Prototype model of Si/CdTe Compton camera, which works with the soft gamma-ray detector
Application of Si/CdTe Compton camera to heavy iron micro surgery
ASTRO-H will carry instruments based on leading technologies. Although these were developed to measure X-rays and gamma rays in space, they also have numerous applications on Earth. Also, the constraints of a space based environment means that the satellite and its payload have to be extremely efficient, robust, and reliable whilst remaining lightweight, so this develops the technology required for lower power, smaller devices. Additionally, space based electronics have to be able to operate despite being exposed to cosmic radiation, predominantly high energy particles accelerated by solar flares. Developing such technology also has uses in extreme environments on Earth
For example, the ASTRO-H soft gamma-ray detector which was developed in Japan is an instrument which can measure the wavelength and intensity of very high energy photons. This can be used in medicine as an extremely compact, innovative medical device much better than anything currently available. The technology will advance both radiology and heavy iron radiotherapy, enabling doctors to pinpoint cancer tumors previously too small to locate, and to burn them with a focused beam.

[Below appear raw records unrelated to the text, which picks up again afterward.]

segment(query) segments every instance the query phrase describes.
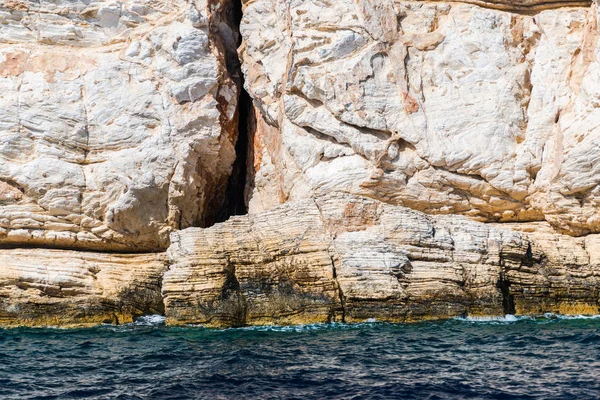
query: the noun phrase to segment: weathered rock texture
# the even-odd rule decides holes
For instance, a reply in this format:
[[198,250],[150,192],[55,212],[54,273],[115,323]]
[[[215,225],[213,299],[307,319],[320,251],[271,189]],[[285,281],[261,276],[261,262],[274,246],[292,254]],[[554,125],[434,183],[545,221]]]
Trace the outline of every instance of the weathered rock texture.
[[595,3],[255,0],[241,32],[251,212],[335,190],[600,232]]
[[599,312],[595,2],[243,3],[0,0],[0,324]]
[[155,251],[218,217],[226,1],[0,2],[0,245]]
[[243,325],[340,313],[330,237],[313,201],[173,233],[163,282],[168,321]]
[[[520,233],[365,197],[172,236],[167,321],[210,326],[598,312],[600,236]],[[573,253],[575,252],[575,253]]]
[[522,231],[529,241],[523,262],[504,276],[512,314],[599,313],[600,235],[558,235],[546,223],[500,227]]
[[132,322],[164,312],[162,254],[0,251],[0,325]]

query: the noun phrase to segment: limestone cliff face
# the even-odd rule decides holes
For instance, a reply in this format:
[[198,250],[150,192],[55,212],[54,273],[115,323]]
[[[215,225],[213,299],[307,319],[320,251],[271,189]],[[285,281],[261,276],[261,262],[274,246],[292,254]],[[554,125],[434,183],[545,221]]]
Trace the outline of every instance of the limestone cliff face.
[[0,324],[599,312],[595,2],[235,3],[0,1]]
[[0,251],[0,325],[89,326],[164,312],[161,254]]
[[595,3],[255,0],[241,32],[252,211],[335,190],[600,231]]
[[237,326],[598,313],[600,236],[428,216],[348,195],[174,233],[167,321]]
[[164,250],[214,221],[237,137],[222,3],[0,2],[0,245]]

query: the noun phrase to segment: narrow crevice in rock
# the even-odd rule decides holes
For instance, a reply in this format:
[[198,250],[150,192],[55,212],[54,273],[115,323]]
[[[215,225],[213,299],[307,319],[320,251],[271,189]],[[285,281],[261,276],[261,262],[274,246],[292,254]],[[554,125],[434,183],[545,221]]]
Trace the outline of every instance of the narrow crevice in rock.
[[244,76],[241,72],[241,61],[237,48],[242,43],[239,33],[242,21],[242,1],[233,0],[228,11],[229,21],[236,37],[235,48],[228,46],[227,68],[239,84],[238,98],[238,124],[237,139],[235,144],[236,159],[232,167],[231,176],[227,183],[225,201],[216,222],[223,222],[234,215],[245,215],[248,212],[249,187],[251,186],[251,171],[253,165],[253,131],[254,107],[252,98],[244,89]]
[[248,319],[248,306],[246,299],[240,291],[240,283],[235,275],[235,265],[230,261],[227,263],[227,277],[223,284],[221,298],[224,301],[225,317],[232,327],[246,326]]
[[248,212],[246,202],[246,186],[251,167],[250,129],[249,120],[252,111],[252,99],[242,88],[238,100],[238,138],[235,145],[236,159],[227,184],[224,212],[220,221],[225,221],[233,215],[244,215]]
[[507,279],[504,272],[500,274],[500,279],[498,279],[496,286],[502,293],[502,308],[504,309],[504,315],[514,315],[516,313],[515,298],[510,292],[510,281]]
[[156,297],[154,297],[153,308],[147,307],[146,309],[143,310],[143,314],[141,316],[158,314],[163,317],[166,317],[167,307],[165,304],[165,296],[163,295],[163,284],[165,282],[165,274],[167,273],[167,271],[169,269],[171,269],[171,262],[169,260],[165,260],[164,261],[164,269],[163,269],[162,273],[153,282],[155,285],[154,286],[155,290],[154,290],[153,294],[156,294]]
[[337,277],[337,270],[335,268],[335,260],[331,257],[331,268],[333,268],[333,280],[337,285],[338,296],[340,299],[340,306],[342,307],[342,323],[346,322],[346,297],[344,296],[344,292],[342,291],[342,286],[340,285],[340,281]]
[[[530,256],[530,252],[531,252],[531,244],[528,244],[527,254],[525,255],[525,258],[528,258]],[[500,290],[500,293],[502,294],[502,310],[504,312],[504,315],[516,314],[515,296],[511,293],[511,290],[510,290],[511,282],[507,276],[508,269],[510,268],[507,265],[507,259],[508,259],[508,262],[510,263],[510,258],[511,257],[510,257],[509,253],[505,253],[503,251],[500,252],[501,270],[500,270],[500,274],[498,276],[498,281],[496,282],[496,288],[498,290]],[[523,260],[521,260],[521,261],[523,261]]]
[[[323,227],[325,228],[325,232],[328,233],[328,235],[330,234],[330,232],[328,232],[327,229],[327,220],[325,219],[325,216],[323,215],[323,210],[321,209],[321,206],[319,205],[319,202],[315,199],[313,199],[315,207],[317,207],[317,210],[319,210],[319,215],[321,216],[321,222],[323,223]],[[331,273],[332,273],[332,277],[333,277],[333,281],[335,282],[335,286],[337,289],[337,294],[338,294],[338,300],[340,302],[339,307],[335,306],[332,307],[330,312],[329,312],[329,321],[330,322],[337,322],[335,321],[335,319],[337,318],[337,312],[340,310],[341,308],[341,322],[345,323],[346,322],[346,296],[344,295],[344,291],[342,290],[342,286],[340,285],[340,281],[338,279],[338,274],[337,274],[337,268],[335,266],[335,251],[333,249],[334,245],[334,238],[335,238],[335,234],[333,234],[333,236],[330,238],[330,248],[329,248],[329,259],[331,261]]]

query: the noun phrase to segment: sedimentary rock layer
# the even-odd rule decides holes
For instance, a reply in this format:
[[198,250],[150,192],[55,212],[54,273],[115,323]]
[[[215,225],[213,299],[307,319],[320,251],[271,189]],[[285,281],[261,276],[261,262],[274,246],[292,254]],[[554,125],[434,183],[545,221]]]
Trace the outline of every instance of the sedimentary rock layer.
[[251,212],[338,190],[600,231],[595,3],[255,0],[241,32]]
[[557,235],[546,223],[507,224],[530,242],[523,262],[505,273],[513,314],[599,313],[600,235]]
[[592,0],[460,0],[458,2],[496,10],[531,13],[554,8],[589,7],[592,4]]
[[595,2],[243,3],[0,2],[0,324],[598,313]]
[[0,244],[156,251],[214,222],[237,137],[230,7],[0,2]]
[[598,312],[600,238],[547,225],[516,232],[333,195],[171,240],[162,289],[171,324]]
[[169,323],[341,319],[331,238],[313,201],[174,232],[163,281]]
[[483,224],[361,196],[172,233],[164,254],[0,251],[0,324],[166,314],[205,326],[596,314],[600,235]]
[[162,254],[0,250],[0,325],[85,326],[164,312]]

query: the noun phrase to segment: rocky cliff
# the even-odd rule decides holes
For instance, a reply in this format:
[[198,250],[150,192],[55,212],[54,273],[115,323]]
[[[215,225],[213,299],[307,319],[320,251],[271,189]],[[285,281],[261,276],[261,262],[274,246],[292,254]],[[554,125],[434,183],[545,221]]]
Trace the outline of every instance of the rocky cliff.
[[573,4],[249,2],[251,209],[343,191],[599,232],[598,14]]
[[598,312],[600,236],[328,195],[172,235],[167,321],[212,326]]
[[3,2],[0,245],[158,251],[215,221],[237,138],[226,11]]
[[598,313],[599,15],[0,1],[0,324]]

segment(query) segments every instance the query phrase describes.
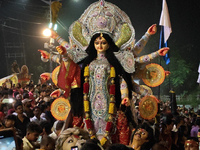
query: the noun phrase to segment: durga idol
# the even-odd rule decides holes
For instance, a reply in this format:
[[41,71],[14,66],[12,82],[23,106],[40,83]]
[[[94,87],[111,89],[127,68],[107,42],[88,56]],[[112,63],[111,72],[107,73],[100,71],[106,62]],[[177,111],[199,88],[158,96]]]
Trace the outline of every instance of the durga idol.
[[150,62],[169,50],[138,56],[155,32],[156,25],[152,25],[135,44],[129,17],[101,0],[91,4],[70,26],[70,43],[52,33],[61,45],[56,48],[59,55],[40,51],[44,61],[60,64],[57,85],[70,101],[72,124],[81,126],[84,122],[90,138],[98,138],[102,145],[129,144],[129,123],[136,126],[129,104],[135,92],[131,76],[137,64]]

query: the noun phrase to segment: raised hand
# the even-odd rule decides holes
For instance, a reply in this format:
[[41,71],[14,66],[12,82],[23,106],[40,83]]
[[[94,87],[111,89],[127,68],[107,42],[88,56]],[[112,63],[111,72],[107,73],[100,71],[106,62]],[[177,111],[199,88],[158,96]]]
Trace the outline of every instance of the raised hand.
[[165,56],[168,51],[169,51],[169,47],[163,47],[163,48],[161,48],[161,49],[158,50],[158,54],[160,56]]
[[40,75],[40,78],[42,78],[42,79],[46,82],[46,81],[50,80],[50,78],[51,78],[51,73],[47,73],[47,72],[42,73],[42,74]]
[[57,89],[50,94],[50,97],[58,98],[61,95],[61,90]]
[[55,31],[51,30],[51,38],[56,39],[58,36],[59,35]]
[[126,107],[130,106],[130,100],[128,97],[124,98],[121,102],[122,105],[125,105]]
[[169,76],[170,74],[171,74],[170,71],[165,71],[165,76],[166,76],[166,77]]
[[149,29],[147,30],[147,32],[150,34],[150,35],[153,35],[157,32],[157,26],[156,24],[153,24],[152,26],[149,27]]
[[57,46],[57,47],[56,47],[56,50],[57,50],[58,53],[61,54],[61,55],[67,54],[67,51],[66,51],[66,49],[65,49],[63,46]]
[[38,50],[40,53],[41,53],[41,56],[45,59],[49,59],[50,57],[50,54],[47,52],[47,51],[44,51],[44,50]]

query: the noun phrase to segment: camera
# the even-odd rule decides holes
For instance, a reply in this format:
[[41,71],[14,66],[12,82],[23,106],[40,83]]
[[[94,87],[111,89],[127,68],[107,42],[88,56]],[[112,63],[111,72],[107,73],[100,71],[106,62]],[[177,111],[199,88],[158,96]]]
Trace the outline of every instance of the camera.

Similarly, the remarkable energy resolution of the X-ray microcalorimeter could help drastically improve conventional electron microscopes. These microscopes are a key technology used in a wide range of research areas, such as nanotechnology, nanomaterials and biotechnology. Using a new version of the microcalorimeter, which is a technology upgraded for ASTRO-H, it will become possible to greatly improve the accuracy of component analysis, for example detecting miniscule impurities in the semiconductor chips used in integrated memory circuits that allow the storage of large volumes of data.